House lawmakers have dramatically scaled back Gov. Mark Sanford's school-choice initiative, reducing the plan to a pilot project for two school districts. Sanford and other supporters of the Put Parents in Charge bill were appalled, but House lawmakers were right to opt for a pilot project rather than approve the governor's sweeping proposal.

The battle is far from over, of course. The governor intends to continue pressing lawmakers to approve his full initiative. But a smaller school-choice program is preferable to the governor's large-scale plan that would divert as much as $231 million in five years from public schools and other vital state programs.

State lawmakers are casting an appropriately skeptical eye at Sanford's plan to provide tax credits for parents to put children in private school or home-school them. Lawmakers on the House Ways and Means committee voted 13-9 to let the state Department of Education select two districts — one poor, one wealthy — where the school tax credits could be tried on an experimental basis. Ideally, a more modest version of Put Parents in Charge would focus only on poorer school districts or students from low-income families — those who most need help to escape failing public schools.

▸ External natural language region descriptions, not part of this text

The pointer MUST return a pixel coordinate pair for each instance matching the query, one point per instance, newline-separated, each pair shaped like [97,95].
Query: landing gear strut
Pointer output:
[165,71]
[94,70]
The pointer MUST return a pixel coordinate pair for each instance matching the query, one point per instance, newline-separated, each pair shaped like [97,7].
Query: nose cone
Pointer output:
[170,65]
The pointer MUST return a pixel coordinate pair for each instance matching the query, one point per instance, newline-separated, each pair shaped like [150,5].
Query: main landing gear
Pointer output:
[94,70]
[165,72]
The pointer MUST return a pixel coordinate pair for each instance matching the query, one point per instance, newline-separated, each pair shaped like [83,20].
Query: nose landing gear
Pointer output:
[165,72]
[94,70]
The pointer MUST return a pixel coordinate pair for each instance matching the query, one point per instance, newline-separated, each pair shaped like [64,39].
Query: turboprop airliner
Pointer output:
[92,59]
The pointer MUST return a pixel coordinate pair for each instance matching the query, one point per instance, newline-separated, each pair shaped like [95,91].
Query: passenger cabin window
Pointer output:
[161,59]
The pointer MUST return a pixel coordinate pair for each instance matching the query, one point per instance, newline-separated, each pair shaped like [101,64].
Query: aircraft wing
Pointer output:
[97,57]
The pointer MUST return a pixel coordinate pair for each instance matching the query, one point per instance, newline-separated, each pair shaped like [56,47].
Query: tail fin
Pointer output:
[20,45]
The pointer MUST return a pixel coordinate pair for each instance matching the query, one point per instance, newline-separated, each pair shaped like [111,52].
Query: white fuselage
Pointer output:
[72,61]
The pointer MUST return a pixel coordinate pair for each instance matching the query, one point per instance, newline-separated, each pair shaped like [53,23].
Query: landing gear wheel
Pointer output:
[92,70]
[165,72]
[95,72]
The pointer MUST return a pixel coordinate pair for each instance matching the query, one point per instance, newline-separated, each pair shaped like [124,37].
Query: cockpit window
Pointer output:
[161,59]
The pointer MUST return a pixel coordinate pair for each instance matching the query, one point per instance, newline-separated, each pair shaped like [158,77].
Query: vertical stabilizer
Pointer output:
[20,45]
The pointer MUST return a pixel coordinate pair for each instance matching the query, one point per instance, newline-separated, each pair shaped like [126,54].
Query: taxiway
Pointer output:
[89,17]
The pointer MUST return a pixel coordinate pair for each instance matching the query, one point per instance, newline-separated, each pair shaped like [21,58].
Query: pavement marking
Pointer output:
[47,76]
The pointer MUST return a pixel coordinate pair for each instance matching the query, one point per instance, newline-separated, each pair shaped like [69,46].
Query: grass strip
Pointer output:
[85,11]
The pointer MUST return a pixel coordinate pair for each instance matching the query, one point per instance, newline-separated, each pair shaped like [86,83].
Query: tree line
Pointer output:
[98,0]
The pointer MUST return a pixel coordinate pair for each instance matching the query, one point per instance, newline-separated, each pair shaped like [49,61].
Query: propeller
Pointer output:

Supporters of school choice are presenting the initiative as a way of providing choices for students from low-income families who truly lack the sort of educational alternatives available to children from wealthier families. But the income cap to qualify is so generous — $75,000 taxable income — that an estimated 96 percent of South Carolina families could benefit from tax credits.

The tax-credit plan should not be a $200 million giveaway to families who already have the wherewithal to put their children in private school. The plan should be limited to students who are stuck in underachieving schools. Well-to-do families already have choices.

Lawmakers also need to deal with issues such as bus transportation. Another concern is that private schools can freely reject students who are struggling or have disciplinary problems or handicaps. But those are the students who might benefit most from school choice. In addition, some academic and fiscal accountability must be attached to private schools that accept students under a school-choice program.

South Carolina needs limited school choice. But state lawmakers should adopt a go-slow approach. What should emerge from this session of the General Assembly is a small-scale pilot project that targets assistance to those who most need it — students from low-income families.